The average annual temperature is 52 F with the coldest month being January (32 F) and the warmest month being July (75 F). Based upon data recorded at Chambersburg, annual precipitation averaging 38.25 in occurred fairly evenly throughout the 30-year period from 1931 to 1960. In summer, several periods of hot and humid weather are observed, however, and valley temperatures reach into the nineties about 30 times during summer. On the average, daytime highs reach the middle to upper eighties and nighttime lows are near 60. Temperatures in the mountains are lower. Freezing temperatures have not been experienced during summer in the valley. Cloud cover is at a minimum in summer; the valley receives more than 60 percent of the available sunshine, and nights are generally clear.
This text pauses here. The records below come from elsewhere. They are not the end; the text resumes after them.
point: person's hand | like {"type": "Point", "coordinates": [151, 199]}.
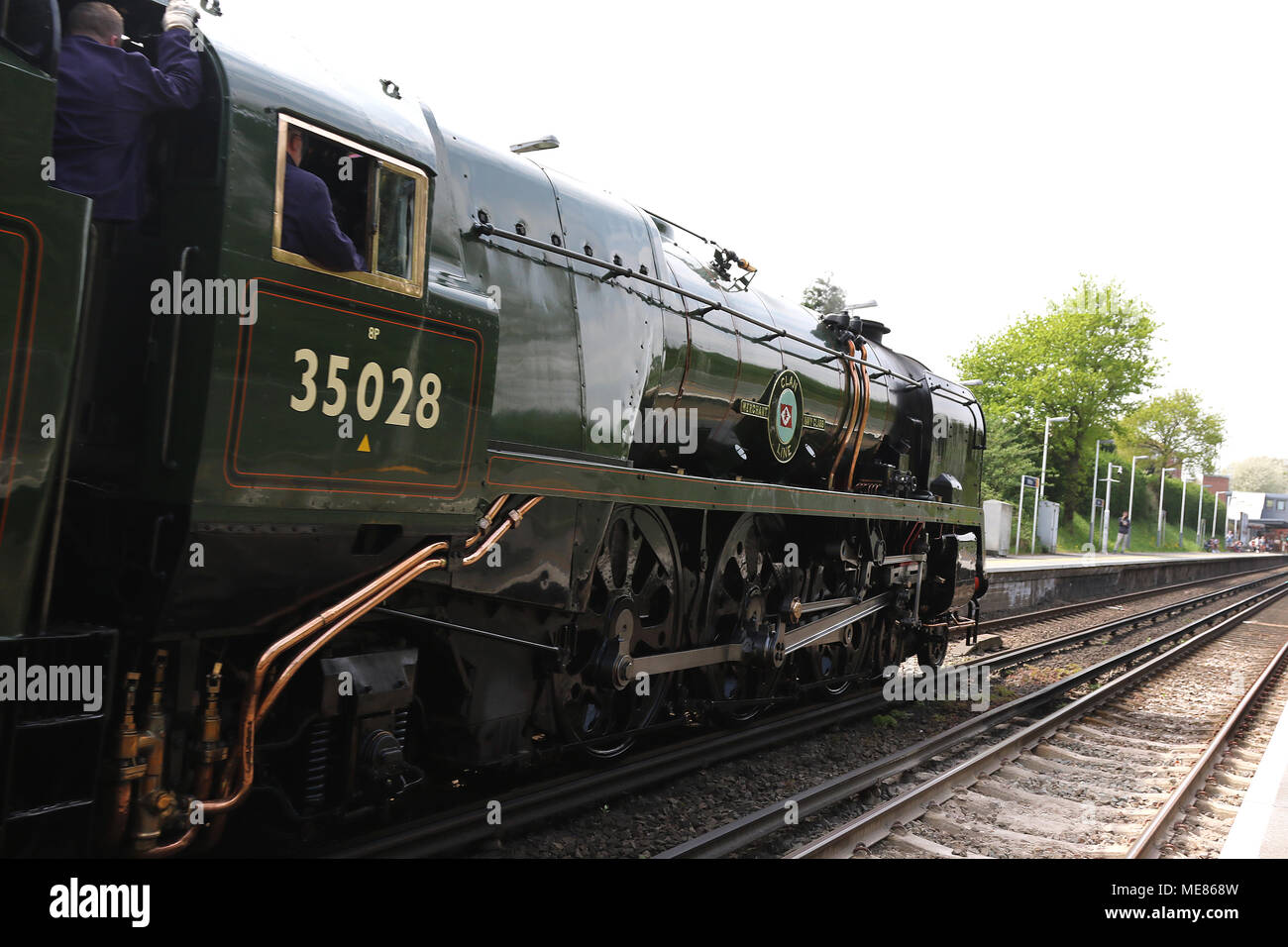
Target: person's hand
{"type": "Point", "coordinates": [180, 13]}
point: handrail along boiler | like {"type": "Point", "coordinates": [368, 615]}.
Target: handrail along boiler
{"type": "Point", "coordinates": [545, 474]}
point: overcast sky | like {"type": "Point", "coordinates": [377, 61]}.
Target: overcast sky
{"type": "Point", "coordinates": [958, 162]}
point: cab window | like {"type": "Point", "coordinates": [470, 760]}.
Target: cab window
{"type": "Point", "coordinates": [376, 201]}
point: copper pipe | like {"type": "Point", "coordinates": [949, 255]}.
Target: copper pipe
{"type": "Point", "coordinates": [863, 423]}
{"type": "Point", "coordinates": [513, 518]}
{"type": "Point", "coordinates": [370, 594]}
{"type": "Point", "coordinates": [127, 753]}
{"type": "Point", "coordinates": [854, 414]}
{"type": "Point", "coordinates": [241, 768]}
{"type": "Point", "coordinates": [178, 845]}
{"type": "Point", "coordinates": [320, 642]}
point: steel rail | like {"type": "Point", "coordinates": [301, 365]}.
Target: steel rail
{"type": "Point", "coordinates": [520, 808]}
{"type": "Point", "coordinates": [1069, 608]}
{"type": "Point", "coordinates": [877, 823]}
{"type": "Point", "coordinates": [1151, 840]}
{"type": "Point", "coordinates": [774, 331]}
{"type": "Point", "coordinates": [450, 831]}
{"type": "Point", "coordinates": [1025, 652]}
{"type": "Point", "coordinates": [769, 819]}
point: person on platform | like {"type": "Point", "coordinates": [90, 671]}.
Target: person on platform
{"type": "Point", "coordinates": [1124, 534]}
{"type": "Point", "coordinates": [106, 95]}
{"type": "Point", "coordinates": [309, 227]}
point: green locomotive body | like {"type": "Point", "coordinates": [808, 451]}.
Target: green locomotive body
{"type": "Point", "coordinates": [629, 464]}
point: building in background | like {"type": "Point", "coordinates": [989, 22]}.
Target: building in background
{"type": "Point", "coordinates": [1273, 522]}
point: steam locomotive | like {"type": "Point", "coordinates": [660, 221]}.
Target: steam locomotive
{"type": "Point", "coordinates": [548, 474]}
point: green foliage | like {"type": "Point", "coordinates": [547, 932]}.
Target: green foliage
{"type": "Point", "coordinates": [1144, 527]}
{"type": "Point", "coordinates": [823, 295]}
{"type": "Point", "coordinates": [1260, 475]}
{"type": "Point", "coordinates": [1089, 356]}
{"type": "Point", "coordinates": [1175, 428]}
{"type": "Point", "coordinates": [1012, 454]}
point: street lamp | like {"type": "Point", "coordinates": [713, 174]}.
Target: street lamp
{"type": "Point", "coordinates": [1131, 493]}
{"type": "Point", "coordinates": [1215, 500]}
{"type": "Point", "coordinates": [1095, 486]}
{"type": "Point", "coordinates": [1104, 517]}
{"type": "Point", "coordinates": [1198, 523]}
{"type": "Point", "coordinates": [1041, 491]}
{"type": "Point", "coordinates": [1162, 486]}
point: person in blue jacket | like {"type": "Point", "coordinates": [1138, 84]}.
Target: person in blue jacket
{"type": "Point", "coordinates": [309, 227]}
{"type": "Point", "coordinates": [106, 95]}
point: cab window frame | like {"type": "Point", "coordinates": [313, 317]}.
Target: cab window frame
{"type": "Point", "coordinates": [369, 241]}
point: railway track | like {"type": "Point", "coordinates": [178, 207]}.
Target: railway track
{"type": "Point", "coordinates": [1056, 612]}
{"type": "Point", "coordinates": [1106, 775]}
{"type": "Point", "coordinates": [523, 808]}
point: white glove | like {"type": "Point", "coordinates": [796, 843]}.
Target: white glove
{"type": "Point", "coordinates": [180, 13]}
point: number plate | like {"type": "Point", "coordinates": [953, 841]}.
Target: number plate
{"type": "Point", "coordinates": [339, 395]}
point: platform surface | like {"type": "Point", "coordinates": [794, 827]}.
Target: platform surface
{"type": "Point", "coordinates": [1261, 827]}
{"type": "Point", "coordinates": [1073, 561]}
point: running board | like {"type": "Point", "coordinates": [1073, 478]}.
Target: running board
{"type": "Point", "coordinates": [771, 647]}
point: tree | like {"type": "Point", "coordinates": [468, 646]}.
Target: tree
{"type": "Point", "coordinates": [1010, 454]}
{"type": "Point", "coordinates": [1175, 428]}
{"type": "Point", "coordinates": [1260, 475]}
{"type": "Point", "coordinates": [1089, 356]}
{"type": "Point", "coordinates": [823, 295]}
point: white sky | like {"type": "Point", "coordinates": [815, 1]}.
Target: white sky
{"type": "Point", "coordinates": [958, 162]}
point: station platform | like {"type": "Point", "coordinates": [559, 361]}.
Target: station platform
{"type": "Point", "coordinates": [1028, 582]}
{"type": "Point", "coordinates": [1261, 827]}
{"type": "Point", "coordinates": [1022, 564]}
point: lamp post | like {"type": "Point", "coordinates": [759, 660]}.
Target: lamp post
{"type": "Point", "coordinates": [1131, 491]}
{"type": "Point", "coordinates": [1104, 517]}
{"type": "Point", "coordinates": [1215, 500]}
{"type": "Point", "coordinates": [1198, 525]}
{"type": "Point", "coordinates": [1025, 480]}
{"type": "Point", "coordinates": [1162, 486]}
{"type": "Point", "coordinates": [1095, 486]}
{"type": "Point", "coordinates": [1041, 491]}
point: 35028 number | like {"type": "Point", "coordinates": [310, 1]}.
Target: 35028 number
{"type": "Point", "coordinates": [369, 392]}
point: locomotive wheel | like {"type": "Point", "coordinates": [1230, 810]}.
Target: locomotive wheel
{"type": "Point", "coordinates": [743, 586]}
{"type": "Point", "coordinates": [829, 663]}
{"type": "Point", "coordinates": [932, 650]}
{"type": "Point", "coordinates": [632, 611]}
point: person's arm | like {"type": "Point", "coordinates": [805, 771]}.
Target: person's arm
{"type": "Point", "coordinates": [172, 82]}
{"type": "Point", "coordinates": [323, 240]}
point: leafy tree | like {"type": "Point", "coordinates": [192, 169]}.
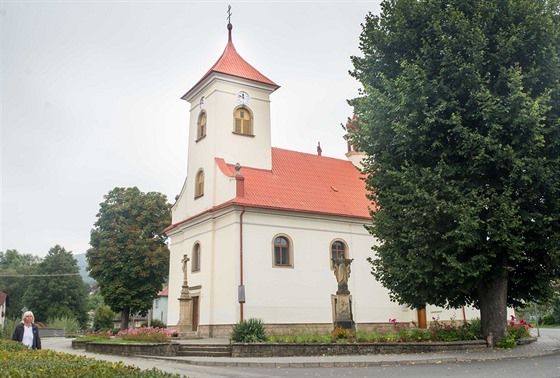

The prevailing wind is from the southwest and averages 8 mi per hour. Rainfall is generally adequate but dry periods of 2 to 3 weeks duration are sometimes experienced. Summer rainfall is usually in the form of afternoon and evening thundershowers, which occur on an average of 24 days during the months of June, July and August. The length of the growing season is fairly consistent over the valley and averages 160 to 170 days. Frost occurs as late as mid-May and as early as mid-September. A shorter growing season exists in the mountains. About 57 percent of the annual precipitation falls during spring and summer. Cumberland Valley mainly has a hot-summer humid continental climate (Dfa) and is in the plant hardiness zone range from 6b to 7b.